1        Les demandes de décision préjudicielle portent sur l’interprétation de l’article 9 de la directive 96/61/CE du Conseil, du 24 septembre 1996, relative à la prévention et à la réduction intégrées de la pollution (JO L 257, p. 26), dans sa version originaire, ainsi que dans celle codifiée par la directive 2008/1/CE du Parlement européen et du Conseil, du 15 janvier 2008, relative à la prévention et à la réduction intégrées de la pollution (JO L 24, p. 8, ci-après la «directive IPPC»), et des dispositions pertinentes, au regard des circonstances des litiges au principal, de la directive 2001/81/CE du Parlement européen et du Conseil, du 23 octobre 2001, fixant des plafonds d’émission nationaux pour certains polluants atmosphériques (JO L 309, p. 22, ci-après la «directive NEC»).

2        Ces demandes ont été présentées dans le cadre de litiges opposant, dans l’affaire C‑165/09, les fondations Stichting Natuur en Milieu (ci-après «Natuur en Milieu») et Stichting Greenpeace Nederland (ci-après «Greenpeace») ainsi que quatre personnes physiques au College van Gedeputeerde Staten van Groningen (gouvernement de la province de Groningue) au sujet d’une décision par laquelle ce dernier a délivré à la société RWE Eemshaven Holding BV, anciennement RWE Power AG (ci-après «RWE»), une autorisation pour la construction et l’exploitation d’une centrale électrique sur le territoire de la province de Groningue et, dans les affaires C-166/09 et C‑167/09, les fondations Natuur en Milieu, Stichting Zuid-Hollandse Milieufederatie (ci-après «Milieufederatie»), Greenpeace ainsi que l’association Vereniging van Verontruste Burgers van Voorne (association des citoyens de Voorne préoccupés de nuisances, ci-après «VVBV») au College van Gedeputeerde Staten van Zuid-Holland (gouvernement de la province de Hollande-Méridionale) au sujet des décisions par lesquelles cette autorité a délivré respectivement aux sociétés Electrabel Nederland NV (ci-après «Electrabel») et E.On Benelux NV (ci-après «E.On») des autorisations en vue de la construction et de l’exploitation de deux centrales électriques sur le territoire de la province de Hollande-Méridionale.

 Le cadre juridique

 La réglementation de l’Union

 La directive IPPC

3        La directive IPPC ayant codifié et remplacé la directive 96/61, les dispositions de cette dernière seront reproduites ci-après dans leur version consolidée, qui n’entraîne pas de modification du contenu.

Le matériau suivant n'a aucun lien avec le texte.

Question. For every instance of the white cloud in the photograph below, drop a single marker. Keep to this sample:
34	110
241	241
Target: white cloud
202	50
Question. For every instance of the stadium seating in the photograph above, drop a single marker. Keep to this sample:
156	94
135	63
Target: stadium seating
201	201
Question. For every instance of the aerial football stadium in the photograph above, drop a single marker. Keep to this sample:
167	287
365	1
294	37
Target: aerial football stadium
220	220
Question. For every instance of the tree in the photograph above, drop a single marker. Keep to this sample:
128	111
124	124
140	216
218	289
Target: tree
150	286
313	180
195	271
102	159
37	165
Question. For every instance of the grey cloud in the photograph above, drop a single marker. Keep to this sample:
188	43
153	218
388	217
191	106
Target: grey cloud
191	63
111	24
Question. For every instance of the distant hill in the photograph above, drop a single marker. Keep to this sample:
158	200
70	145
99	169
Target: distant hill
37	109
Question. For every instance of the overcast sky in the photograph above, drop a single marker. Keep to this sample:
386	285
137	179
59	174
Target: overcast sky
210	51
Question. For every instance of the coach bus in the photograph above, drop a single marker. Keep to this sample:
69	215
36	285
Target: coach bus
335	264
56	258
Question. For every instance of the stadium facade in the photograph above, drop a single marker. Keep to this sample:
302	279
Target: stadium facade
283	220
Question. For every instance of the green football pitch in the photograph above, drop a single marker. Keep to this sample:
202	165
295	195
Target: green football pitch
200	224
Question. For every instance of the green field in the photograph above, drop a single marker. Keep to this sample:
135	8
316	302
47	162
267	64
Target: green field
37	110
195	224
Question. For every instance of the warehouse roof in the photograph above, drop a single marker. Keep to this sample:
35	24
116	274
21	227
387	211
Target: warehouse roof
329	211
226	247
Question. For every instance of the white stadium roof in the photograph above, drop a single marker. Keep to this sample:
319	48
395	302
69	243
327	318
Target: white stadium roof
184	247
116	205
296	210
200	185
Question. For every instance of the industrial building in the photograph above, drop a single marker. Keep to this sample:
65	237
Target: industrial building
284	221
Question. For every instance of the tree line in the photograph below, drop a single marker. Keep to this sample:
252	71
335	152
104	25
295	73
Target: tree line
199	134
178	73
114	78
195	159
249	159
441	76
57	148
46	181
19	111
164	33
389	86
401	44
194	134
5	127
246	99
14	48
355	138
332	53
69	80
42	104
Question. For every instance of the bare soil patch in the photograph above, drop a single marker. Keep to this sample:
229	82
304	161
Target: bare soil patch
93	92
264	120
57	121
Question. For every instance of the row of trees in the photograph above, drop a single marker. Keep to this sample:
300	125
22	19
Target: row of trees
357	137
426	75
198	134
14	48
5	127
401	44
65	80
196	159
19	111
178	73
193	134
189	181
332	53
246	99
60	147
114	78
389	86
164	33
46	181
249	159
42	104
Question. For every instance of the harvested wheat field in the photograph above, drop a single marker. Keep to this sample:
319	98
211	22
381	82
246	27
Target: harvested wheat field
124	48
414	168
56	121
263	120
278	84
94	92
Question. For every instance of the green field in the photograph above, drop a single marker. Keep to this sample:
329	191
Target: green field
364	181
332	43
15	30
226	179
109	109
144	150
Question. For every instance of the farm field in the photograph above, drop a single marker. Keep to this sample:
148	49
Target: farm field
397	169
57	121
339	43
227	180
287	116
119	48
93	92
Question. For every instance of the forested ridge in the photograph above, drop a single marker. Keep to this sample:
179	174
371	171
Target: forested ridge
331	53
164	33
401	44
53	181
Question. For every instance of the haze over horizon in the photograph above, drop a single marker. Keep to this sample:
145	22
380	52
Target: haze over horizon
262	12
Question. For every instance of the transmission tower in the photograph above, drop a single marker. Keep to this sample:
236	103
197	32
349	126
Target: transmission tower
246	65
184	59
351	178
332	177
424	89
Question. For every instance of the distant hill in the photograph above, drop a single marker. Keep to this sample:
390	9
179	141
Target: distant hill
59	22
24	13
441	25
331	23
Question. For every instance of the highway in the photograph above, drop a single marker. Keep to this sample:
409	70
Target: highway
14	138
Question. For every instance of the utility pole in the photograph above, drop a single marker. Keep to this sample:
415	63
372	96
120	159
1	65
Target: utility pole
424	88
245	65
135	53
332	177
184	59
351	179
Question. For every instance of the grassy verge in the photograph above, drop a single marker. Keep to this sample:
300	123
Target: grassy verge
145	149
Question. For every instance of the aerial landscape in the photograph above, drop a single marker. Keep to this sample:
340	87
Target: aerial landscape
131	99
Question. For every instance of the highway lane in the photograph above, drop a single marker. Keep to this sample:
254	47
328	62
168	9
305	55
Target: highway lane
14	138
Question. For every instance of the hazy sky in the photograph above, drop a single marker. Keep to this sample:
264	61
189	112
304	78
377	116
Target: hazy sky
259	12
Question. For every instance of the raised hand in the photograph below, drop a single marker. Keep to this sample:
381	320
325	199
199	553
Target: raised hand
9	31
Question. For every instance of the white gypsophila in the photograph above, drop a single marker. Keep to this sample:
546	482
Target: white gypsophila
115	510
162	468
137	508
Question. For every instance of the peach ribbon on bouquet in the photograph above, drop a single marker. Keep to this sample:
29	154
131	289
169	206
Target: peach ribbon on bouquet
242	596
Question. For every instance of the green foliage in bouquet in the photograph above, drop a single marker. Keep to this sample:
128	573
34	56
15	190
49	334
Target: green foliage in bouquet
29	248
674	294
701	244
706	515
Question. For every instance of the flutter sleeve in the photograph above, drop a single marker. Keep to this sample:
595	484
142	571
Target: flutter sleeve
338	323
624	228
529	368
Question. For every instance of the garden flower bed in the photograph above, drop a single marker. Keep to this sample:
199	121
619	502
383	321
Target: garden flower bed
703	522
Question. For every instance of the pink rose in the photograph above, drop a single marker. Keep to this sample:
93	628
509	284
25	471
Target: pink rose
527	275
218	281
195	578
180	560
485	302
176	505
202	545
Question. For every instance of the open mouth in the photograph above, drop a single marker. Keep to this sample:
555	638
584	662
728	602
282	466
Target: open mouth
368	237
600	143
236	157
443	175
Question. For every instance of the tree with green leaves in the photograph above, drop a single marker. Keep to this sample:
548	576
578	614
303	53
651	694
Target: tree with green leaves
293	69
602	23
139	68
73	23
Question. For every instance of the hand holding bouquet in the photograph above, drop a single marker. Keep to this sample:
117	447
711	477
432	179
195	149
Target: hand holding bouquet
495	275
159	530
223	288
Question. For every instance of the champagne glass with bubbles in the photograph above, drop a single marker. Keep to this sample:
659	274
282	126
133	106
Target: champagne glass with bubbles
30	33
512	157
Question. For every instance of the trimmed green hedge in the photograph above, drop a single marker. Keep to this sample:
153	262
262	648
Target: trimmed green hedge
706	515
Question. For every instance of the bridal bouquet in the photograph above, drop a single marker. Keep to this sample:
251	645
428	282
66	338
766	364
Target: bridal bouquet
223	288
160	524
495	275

4        Les troisième et neuvième considérants de la directive IPPC précisent:

«(3)      Le cinquième programme d’action en matière d’environnement […] a accordé la priorité à la réduction intégrée de la pollution, en tant qu’élément important de l’évolution vers un équilibre plus durable entre activité humaine et développement socio-économique, d’une part, et les ressources et la capacité régénératrice de la nature, d’autre part.

(9)      L’objectif d’une approche intégrée de la réduction de la pollution est de prévenir, partout où cela est réalisable, les émissions dans l’atmosphère, les eaux et les sols, en prenant en compte la gestion des déchets, et, lorsque cela s’avère impossible, de les réduire à un minimum afin d’atteindre un haut niveau de protection de l’environnement dans son ensemble.»

5        L’article 2, point 7, de la directive IPPC définit la norme de qualité environnementale comme «une série d’exigences devant être satisfaites à un moment donné par un environnement donné ou une partie spécifique de celui-ci, telles que spécifiées dans la législation communautaire».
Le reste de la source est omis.